While the ACLU maintained it might be possible to design location data collection models that address the limitations and privacy concerns, but urged that officials “adhere to important principles such as voluntariness, decentralization, simplicity, transparency, and the lack of reliance on a persistent identifier.”
Transparency, says ACLU Legal Counsel Neena Singh-Guliani, “is absolutely critical. No one should be kept in the dark.”
As in any initiative that involves location data collection and use, the ACLU recommends asking:
1. What is the goal? Is it tracking overall trends, helping people who have tested positive recall past contacts, identifying unknown individuals who may have been infected by the patient, or enforcement of quarantines or stay-at-home orders?
2. What data? Is it aggregate and anonymized data, or individually identifying information? How precisely can the information pinpoint individuals’ locations? Is the data set complete enough that one can draw meaningful conclusions? Will the data under- or mis-represent people of color or low-income communities in a manner that could lead to prejudicial results, such as inferior access to health care, or over-policing?
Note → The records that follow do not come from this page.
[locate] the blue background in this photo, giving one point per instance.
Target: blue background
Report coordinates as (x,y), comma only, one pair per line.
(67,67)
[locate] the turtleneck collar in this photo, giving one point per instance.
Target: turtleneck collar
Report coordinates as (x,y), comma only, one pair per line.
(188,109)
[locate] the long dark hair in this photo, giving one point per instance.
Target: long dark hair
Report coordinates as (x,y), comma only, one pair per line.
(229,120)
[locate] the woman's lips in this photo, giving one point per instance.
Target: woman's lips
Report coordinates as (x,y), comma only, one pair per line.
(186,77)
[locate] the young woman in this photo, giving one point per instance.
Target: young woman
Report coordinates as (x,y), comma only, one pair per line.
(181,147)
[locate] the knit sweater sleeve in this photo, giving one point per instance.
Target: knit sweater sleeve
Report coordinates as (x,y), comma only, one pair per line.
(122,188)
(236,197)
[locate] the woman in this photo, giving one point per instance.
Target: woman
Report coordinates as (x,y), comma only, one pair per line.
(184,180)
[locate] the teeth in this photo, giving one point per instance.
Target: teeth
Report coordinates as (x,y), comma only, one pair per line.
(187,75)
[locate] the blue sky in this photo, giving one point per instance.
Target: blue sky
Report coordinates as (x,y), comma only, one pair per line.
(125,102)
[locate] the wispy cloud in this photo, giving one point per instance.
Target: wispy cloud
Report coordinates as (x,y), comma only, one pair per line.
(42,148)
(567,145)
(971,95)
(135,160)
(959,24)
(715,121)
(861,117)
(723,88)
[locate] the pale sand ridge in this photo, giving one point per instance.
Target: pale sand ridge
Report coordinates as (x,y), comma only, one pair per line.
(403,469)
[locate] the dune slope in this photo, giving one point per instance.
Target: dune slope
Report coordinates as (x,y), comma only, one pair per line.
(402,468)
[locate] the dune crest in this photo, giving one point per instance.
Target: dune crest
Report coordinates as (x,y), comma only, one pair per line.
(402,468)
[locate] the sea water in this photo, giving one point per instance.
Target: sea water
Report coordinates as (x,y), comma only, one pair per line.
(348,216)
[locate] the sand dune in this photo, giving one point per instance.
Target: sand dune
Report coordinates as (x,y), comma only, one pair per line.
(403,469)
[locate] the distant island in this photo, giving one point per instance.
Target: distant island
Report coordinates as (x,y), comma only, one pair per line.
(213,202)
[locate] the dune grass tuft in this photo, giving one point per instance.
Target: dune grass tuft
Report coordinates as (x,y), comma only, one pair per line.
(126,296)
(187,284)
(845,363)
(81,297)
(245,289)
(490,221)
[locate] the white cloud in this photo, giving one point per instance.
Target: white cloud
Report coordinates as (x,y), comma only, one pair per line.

3. Who gets the data? Does the government get access to the raw data, is it shared only with public health entities such as qualified academics or hospitals, or does it remain in the hands of the private entity that originally collected it?
4. How is the data used? Is it used for centralized government action such as issuing or enforcing quarantine orders or for punitive measures? Or, does it enable decentralized individual decisionmaking such as checking announcements of possible exposure points and choosing to go to a testing center?
5. What is the life cycle of the data? Any corpus of data is likely to create risks to the people it represents. A responsible steward of other peoples’ data will have plans for data destruction once the data’s relevance is diminished, to mitigate future compromise.
Guliani noted that the “extraordinary data” in question requires “robust oversight and transparency.”